Lead Validation: A Sample Use Case

If you visit this blog regularly, you probably know by now how much contact data quality impacts your marketing efforts. Leads are a very perishable quantity, which are also subject to problems ranging from lead quality to outright fraud. And there is a very direct relationship between your data hygiene and the costs and ROI of your marketing campaigns.

For example, SiriusDecisions has long talked about the 1-10-100 rule: they note that bad leads may cost one dollar to fix at the time of data capture, $10 to correct, clean and de-dupe after capture, or $100 in soft costs if left uncorrected. Various sources have shown that contact data decays at a rate as high as 70% each year as people move, change jobs, or switch email addresses, and 25% of contact records contain critical errors. And increasingly, working with bad contact data can put you at risk of facing severe compliance penalties as consumer privacy laws continue to evolve.

Here, however, I’d like to look at an even more important issue: how lead quality can drive a strategic approach to marketing that, in turn, changes your outcomes across the board: sales, revenue, customer satisfaction, and employee retention. Let’s do this by looking at a use case that lays this all out for you.

Demand generation: A use case

Let’s focus on a sample business whose marketing department launches a demand generation campaign: they ask prospects to provide their contact information in exchange for some high-value content such as a white paper, webinar, or infographic.

Some of these incoming leads will be high-quality contacts. Others will be less valid: for example, they may have missing, invalid or suspicious data for specific fields. Still others will be totally fraudulent, such as someone who signs up as “Donald Duck” to get your free goodie without obligating themselves.

At the time of capture, in real time, our DOTS Lead Validation products validate a contact record’s data elements (such as name, address, phone number, email and IP address) for accuracy. Based on the firm’s business logic and the results from the real-time validation, this business can:

Flag data issues in real-time: This allows the business to message the prospect if there is an issue with a data field, so they can correct it at the time of capture. This will improve overall lead accuracy and prevent poor quality and fraudulent leads from being added to their sales and marketing databases.

Score leads: This business can take the Quality Score from the Lead Validation service for each incoming lead and then build further business logic around it. For example, they can route high quality leads to their best-performing sales teams, flag low quality leads for additional review and follow up, and remove or flag openly fraudulent leads.

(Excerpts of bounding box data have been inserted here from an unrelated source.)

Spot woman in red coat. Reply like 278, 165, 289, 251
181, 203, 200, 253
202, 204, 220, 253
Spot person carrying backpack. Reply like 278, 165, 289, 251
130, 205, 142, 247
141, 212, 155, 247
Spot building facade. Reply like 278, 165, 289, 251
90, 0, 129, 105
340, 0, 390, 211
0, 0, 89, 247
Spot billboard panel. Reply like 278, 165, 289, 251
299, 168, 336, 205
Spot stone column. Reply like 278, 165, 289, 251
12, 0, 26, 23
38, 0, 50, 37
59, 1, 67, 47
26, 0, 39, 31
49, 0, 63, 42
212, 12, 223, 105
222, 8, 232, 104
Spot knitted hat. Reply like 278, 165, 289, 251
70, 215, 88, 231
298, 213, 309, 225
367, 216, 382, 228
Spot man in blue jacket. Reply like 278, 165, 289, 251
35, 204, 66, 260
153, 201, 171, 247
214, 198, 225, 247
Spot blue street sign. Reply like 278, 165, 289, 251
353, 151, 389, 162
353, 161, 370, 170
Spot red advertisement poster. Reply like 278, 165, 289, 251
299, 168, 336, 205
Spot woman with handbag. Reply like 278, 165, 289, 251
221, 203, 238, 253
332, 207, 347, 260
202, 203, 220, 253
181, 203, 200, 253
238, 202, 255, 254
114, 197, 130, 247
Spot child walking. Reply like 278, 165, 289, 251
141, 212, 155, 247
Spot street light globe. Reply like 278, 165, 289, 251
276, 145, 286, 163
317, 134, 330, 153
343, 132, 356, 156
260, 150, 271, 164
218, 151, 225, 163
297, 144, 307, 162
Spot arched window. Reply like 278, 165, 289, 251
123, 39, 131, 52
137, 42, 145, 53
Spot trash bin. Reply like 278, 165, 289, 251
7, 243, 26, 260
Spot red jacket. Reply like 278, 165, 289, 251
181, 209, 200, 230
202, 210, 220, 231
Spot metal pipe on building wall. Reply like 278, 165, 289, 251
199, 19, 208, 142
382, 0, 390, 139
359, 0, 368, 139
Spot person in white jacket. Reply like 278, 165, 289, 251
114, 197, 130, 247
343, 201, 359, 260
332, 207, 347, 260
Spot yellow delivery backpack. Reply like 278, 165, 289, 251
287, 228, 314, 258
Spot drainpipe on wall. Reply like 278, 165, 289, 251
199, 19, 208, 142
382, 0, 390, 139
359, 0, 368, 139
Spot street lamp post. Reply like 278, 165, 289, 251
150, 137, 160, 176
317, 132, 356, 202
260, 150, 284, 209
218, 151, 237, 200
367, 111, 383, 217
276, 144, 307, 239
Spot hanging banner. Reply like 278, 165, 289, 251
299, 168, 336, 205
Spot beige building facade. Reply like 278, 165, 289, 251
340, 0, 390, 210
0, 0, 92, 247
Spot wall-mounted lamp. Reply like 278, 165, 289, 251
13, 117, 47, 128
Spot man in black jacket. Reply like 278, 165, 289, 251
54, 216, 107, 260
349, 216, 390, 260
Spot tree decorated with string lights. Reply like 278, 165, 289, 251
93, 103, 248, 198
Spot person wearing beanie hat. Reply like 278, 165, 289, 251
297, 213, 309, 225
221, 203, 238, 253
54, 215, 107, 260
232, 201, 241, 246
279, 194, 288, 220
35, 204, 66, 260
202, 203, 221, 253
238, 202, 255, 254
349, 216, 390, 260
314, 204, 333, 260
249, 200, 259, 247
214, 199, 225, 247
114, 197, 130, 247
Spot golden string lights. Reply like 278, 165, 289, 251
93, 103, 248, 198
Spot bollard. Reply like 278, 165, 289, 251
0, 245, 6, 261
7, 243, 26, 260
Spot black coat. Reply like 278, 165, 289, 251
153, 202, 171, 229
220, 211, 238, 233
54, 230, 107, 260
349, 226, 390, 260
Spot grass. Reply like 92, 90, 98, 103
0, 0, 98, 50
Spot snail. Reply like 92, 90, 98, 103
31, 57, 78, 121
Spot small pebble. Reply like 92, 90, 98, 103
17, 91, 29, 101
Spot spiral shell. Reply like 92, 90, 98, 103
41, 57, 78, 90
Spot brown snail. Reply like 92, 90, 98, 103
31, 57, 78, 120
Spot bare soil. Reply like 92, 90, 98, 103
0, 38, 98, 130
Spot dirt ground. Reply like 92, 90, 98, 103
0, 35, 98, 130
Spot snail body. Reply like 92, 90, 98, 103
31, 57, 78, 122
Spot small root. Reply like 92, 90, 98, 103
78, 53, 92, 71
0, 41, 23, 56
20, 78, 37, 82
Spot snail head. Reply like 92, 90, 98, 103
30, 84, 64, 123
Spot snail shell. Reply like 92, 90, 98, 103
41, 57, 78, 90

Customize lead criteria: Our lead validation service is highly customizable to meet the specific needs of the business. If this business is collecting the leads for an outbound call campaign, for instance, the lead validation can be easily customized to give more weight to the accuracy of the phone number. Likewise, a direct mail campaign can prioritize address data, email campaigns can weight email validity heavily, and so on.

The impact of lead validation

Here are some of the ways this use case can make an impact on this business and its marketing:

  1. Better decision making. Better data quality leads to greater confidence in marketing analytics, and decisions on campaign performance and resource allocation can be made with greater confidence. Moreover, given that at least 25% of records critical data quality errors, correcting these will translate directly to a 25% or greater uplift in lead capture conversion and ultimately sales conversion.
  2. Efficient sales team deployment. Assigning high quality leads to top performers results in greater sales conversion rates, while sending lower quality leads to an automated drip/nurture campaign to monitor buying or intent signals conserves higher-cost resources for where they are most effective.
  3. Greater employee satisfaction. As sales conversions increases with better data quality, so will employee satisfaction and happiness – which, in turn, leads to stronger retention rates for a firm’s best people.
  4. Improved customer service. When prospects need help – or better yet, become customers – having the correct data will ensure that your customer service team can reach and help them effectively. Happy customers AND more efficient customer service both play a critical role in improving the bottom line.

Speaking of bottom lines, here’s the one for this use case study: the road to better marketing decisions, greater ROI and improved revenue starts with better data quality. And lead validation is a convenient, bundled strategy for automating contact data quality in your marketing process. It is an investment that will pay large dividends throughout all of your marketing operations, and in turn your business.